Une morale pour temps de crise
Le succès de la prédication de Jean le Baptiste attire vers lui des gens très divers. Ce ne sont pas seulement des âmes d’élite qui attendaient le Messie, mais ce sont aussi bien des prostituées et des publicains, comme ceux qui entoureront bientôt Jésus et lui feront une si mauvaise réputation. Mais si c’est le tout-venant qui se presse autour du prédicateur hirsute qui les interpelle au nom de Dieu, il faut qu’il leur propose un chemin pour se rapprocher de la volonté du Dieu. Le baptême qu’il leur propose les purifiera, certes, mais à condition de rejeter ce qui les séparait de la sainteté de Dieu. Jean n’entre pas dans les subtilités de la Loi telle que l’exposaient les maîtres rabbiniques. Tous ces gens qui aspirent à être sauvés et à commencer une vie nouvelle attendent une réponse simple. Pas nécessairement quelque chose de facile, pas simplement une bonne intention qu’on pourra vite oublier, mais un renoncement significatif qui marquera le coup.
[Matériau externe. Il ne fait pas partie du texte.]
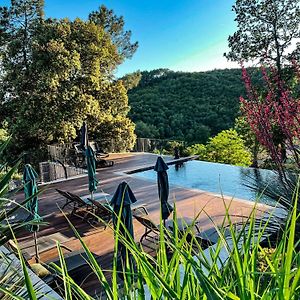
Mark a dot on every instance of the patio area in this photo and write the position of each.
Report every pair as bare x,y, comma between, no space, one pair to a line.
188,202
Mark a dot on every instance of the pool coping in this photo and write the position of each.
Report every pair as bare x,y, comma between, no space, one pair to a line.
278,211
171,162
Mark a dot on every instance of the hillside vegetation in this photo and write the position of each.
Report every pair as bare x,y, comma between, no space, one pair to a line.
185,106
Pour chacun, il a un mot juste : Il vint aussi des publicains pour se faire baptiser et ils lui dirent : “Maître, que devons-nous faire ? “Il leur dit : “N’exigez rien au-delà de ce qui vous est prescrit”. Des soldats aussi lui demandèrent : “Et nous, que devons-nous faire ? ” Il leur dit : “Ne molestez ni ne dénoncez faussement personne, et contentez-vous de votre solde”.
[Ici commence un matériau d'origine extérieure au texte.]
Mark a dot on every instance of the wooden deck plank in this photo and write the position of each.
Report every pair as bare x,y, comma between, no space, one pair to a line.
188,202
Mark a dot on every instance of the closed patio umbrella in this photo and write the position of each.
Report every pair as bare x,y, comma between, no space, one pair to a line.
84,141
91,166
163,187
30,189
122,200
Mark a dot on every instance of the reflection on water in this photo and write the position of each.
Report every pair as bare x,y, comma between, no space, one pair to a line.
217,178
Jean-Baptiste n’est pas un réformateur social, il ne prêche pas l’avènement de la société sans classes. Il va au plus pressé, il y a des âmes qui ont soif et il ne faut pas laisser passer ce moment de grâce, où, peut-être, la lumière va entrer dans leur vie. Dans les récits des missionnaires de jadis qui œuvraient en terre païenne (ou aussi ceux qui participaient à des missions de l’intérieur en France ou ailleurs), on voit ce qu’a pu être ce moment où toute une population se livrait au Christ et où il fallait trouver des moyens pour faire vivre la vie familiale chrétienne à des polygames, le respect de la propriété privées à des pillards endurcis, etc…
Toute proportion gardée, nous en sommes là. Et cette urgence qui est celle d’un « hôpital de campagne » peut éclairer certaines des positions de notre Saint Père le pape François (la comparaison est d’ailleurs de lui). Il ne s’agit pas de relativiser l’exigence du Seigneur et d’adapter la règle morale aux habitudes peccamineuses des uns et des autres. Mais il s’agit d’œuvrer à une conversion, une vraie conversion, qui soulèvera tout l’être humain et le mettra en état de dire au Seigneur : « que nous faut-il faire ? », comme le demandaient les interlocuteurs de Jean-Baptiste.